Application Notes for oneMKL Summary Statistics

ID 772991
Date 3/31/2023
Public
Document Table of Contents

Estimating Raw and Central Moments and Sums, Skewness, Excess Kurtosis, Variation, and Variance-Covariance/Correlation/Cross-Product Matrix

Summary Statistics offers the following methods to support computation of raw and central moments and sums, skewness, excess kurtosis (further referred to as kurtosis), variation, and variance-covariance/correlation/cross-product matrix:

  1. Method VSL_SS_METHOD_FAST is a performance-oriented implementation of an algorithm for estimate calculations.

  2. Method VSL_SS_METHOD_FAST_USER_MEAN is an implementation of an algorithm for estimate calculations when a user-defined mean is provided.

  3. Method VSL_SS_METHOD_1PASS is an implementation of a one-pass algorithm.
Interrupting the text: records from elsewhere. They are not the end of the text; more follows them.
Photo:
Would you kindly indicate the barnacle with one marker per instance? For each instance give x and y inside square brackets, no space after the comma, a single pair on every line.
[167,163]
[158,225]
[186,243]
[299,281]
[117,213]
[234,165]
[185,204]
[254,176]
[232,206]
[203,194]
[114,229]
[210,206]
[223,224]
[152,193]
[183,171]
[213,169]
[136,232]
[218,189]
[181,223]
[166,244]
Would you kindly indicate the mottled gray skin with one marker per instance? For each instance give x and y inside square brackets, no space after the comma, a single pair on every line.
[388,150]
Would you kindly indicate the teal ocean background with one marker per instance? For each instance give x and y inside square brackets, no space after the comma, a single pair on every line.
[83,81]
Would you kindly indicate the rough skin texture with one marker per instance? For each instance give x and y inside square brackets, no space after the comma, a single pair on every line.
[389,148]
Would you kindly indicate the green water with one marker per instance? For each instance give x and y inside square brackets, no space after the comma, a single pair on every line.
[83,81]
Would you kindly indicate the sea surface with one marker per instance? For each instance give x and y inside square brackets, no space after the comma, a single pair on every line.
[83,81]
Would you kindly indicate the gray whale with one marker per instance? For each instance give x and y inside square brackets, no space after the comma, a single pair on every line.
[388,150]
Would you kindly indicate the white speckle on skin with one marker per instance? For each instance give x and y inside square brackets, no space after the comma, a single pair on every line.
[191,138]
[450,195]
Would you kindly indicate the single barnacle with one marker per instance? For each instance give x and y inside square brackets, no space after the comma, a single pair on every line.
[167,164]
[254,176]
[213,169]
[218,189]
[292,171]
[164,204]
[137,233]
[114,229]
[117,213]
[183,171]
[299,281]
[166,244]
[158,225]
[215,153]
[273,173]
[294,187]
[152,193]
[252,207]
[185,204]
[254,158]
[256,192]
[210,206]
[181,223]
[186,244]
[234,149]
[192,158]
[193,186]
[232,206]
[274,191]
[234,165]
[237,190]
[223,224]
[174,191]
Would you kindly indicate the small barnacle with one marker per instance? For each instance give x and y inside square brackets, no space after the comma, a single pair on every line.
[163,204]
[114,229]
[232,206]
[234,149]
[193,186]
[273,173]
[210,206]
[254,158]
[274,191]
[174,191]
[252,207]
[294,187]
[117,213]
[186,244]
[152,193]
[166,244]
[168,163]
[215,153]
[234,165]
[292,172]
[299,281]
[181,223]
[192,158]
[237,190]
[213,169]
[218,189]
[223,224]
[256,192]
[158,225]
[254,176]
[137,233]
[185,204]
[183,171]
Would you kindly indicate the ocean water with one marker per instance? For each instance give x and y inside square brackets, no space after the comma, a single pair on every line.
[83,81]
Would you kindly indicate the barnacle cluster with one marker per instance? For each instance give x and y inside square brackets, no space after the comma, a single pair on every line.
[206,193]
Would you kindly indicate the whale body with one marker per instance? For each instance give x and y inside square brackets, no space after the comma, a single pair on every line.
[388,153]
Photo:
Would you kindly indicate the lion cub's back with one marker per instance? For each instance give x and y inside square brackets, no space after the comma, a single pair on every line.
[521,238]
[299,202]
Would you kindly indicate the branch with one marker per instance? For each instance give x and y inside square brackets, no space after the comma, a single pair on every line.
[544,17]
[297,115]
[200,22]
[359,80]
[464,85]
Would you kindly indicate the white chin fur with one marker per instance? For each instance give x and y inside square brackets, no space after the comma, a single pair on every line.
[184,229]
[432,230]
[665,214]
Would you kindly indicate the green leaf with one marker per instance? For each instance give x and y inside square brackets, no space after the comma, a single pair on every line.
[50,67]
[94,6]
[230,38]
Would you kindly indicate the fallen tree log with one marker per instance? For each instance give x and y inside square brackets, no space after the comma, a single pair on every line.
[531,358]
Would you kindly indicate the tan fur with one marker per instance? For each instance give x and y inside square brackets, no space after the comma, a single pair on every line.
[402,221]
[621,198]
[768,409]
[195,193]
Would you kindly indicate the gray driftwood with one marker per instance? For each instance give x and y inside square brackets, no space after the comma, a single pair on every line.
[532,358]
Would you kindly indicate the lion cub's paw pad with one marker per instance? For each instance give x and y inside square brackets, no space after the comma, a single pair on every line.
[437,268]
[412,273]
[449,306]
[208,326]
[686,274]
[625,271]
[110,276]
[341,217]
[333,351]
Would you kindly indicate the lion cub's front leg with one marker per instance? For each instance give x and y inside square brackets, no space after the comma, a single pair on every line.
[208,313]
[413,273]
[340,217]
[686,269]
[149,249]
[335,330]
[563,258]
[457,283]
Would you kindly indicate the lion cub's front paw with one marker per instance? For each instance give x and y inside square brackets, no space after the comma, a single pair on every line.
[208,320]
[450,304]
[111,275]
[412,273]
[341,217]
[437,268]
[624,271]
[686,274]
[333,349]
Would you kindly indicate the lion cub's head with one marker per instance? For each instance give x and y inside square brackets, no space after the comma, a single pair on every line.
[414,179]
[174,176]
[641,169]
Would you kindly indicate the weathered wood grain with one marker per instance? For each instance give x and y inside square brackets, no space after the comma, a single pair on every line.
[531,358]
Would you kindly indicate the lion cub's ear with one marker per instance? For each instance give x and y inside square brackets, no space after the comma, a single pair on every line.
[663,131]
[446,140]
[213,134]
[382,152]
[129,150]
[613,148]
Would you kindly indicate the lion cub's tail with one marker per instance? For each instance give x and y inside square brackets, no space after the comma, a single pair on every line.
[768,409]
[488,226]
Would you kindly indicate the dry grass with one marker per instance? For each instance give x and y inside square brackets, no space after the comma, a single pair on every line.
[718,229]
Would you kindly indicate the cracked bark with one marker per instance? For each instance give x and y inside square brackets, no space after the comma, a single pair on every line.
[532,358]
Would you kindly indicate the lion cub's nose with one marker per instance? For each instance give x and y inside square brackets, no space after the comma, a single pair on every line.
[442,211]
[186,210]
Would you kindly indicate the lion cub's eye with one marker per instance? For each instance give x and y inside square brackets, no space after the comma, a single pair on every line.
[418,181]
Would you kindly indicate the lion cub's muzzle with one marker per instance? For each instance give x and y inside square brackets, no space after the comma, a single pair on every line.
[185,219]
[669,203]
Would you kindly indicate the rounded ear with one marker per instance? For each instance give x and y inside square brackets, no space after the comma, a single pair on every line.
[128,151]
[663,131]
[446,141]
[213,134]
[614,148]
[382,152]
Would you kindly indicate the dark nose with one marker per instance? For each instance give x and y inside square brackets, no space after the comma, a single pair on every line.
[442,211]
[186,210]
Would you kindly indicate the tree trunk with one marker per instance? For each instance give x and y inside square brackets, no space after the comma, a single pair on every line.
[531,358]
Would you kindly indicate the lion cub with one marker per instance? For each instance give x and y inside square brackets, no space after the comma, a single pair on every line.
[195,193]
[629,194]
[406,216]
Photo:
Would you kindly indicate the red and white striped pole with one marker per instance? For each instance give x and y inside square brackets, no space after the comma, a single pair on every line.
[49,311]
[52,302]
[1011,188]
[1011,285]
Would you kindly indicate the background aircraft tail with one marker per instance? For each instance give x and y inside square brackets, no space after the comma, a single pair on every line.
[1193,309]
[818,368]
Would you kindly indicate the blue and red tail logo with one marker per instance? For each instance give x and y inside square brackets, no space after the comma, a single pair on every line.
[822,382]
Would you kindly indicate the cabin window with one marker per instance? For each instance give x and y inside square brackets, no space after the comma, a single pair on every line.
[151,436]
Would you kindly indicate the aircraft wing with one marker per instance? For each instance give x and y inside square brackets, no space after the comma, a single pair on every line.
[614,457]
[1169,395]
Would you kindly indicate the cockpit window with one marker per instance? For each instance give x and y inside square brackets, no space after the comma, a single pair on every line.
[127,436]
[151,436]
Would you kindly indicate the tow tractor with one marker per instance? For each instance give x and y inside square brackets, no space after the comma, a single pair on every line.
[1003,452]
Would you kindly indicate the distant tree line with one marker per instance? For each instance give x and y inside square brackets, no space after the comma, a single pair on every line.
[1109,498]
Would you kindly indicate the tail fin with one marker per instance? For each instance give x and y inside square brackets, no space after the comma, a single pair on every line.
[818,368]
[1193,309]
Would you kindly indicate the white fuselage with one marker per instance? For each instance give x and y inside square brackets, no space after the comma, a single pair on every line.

In this case, all requested estimates are computed for a single pass. For example, see [West79].

  4. Method VSL_SS_METHOD_CP_TO_COVCOR is an implementation of computation of a variance-covariance and/or correlation matrix from a corresponding cross-product matrix.

  5. Method VSL_SS_METHOD_SUM_TO_MOM is an implementation of computation of raw/central statistical moments as well as kurtosis/skewness/variation from corresponding raw/central sums.

The VSL_SS_METHOD_FAST method for variance-covariance estimation can be numerically unstable for some datasets, such as a dataset from Gaussian distribution with a standard deviation several orders smaller than its mean.  For such datasets, to estimate variance-covariance, cross-product or another estimate relying on mean, use the one-pass algorithm supported by the library, or the two-pass algorithm [West79], whose building blocks are available in the library. In the latter case, you need to do the following:

  1. Compute the mean using Summary Statistics functions.

  2. Compute the variance-covariance, cross-product or another estimate by providing the computed mean and applying the VSL_SS_METHOD_FAST_USER_MEAN method.

Each estimate is stored as a one-dimensional array. The size of the array may differ depending on the type of the estimate, as follows:

Estimate Type Size of the Array
  1. Raw and central moments

  2. Raw and central sums

  3. Kurtosis

  4. Skewness

  5. Variation

Must be sufficient to store at least p elements, where p is the dimension of the task.
  1. Variance-covariance matrix

  2. Correlation matrix

  3. Cross-product matrix

Depends on the storage format. For details, see Table Storage formats of a variance-covariance/correlation/cross-product matrix in the Summary Statistics section of [MKLMan].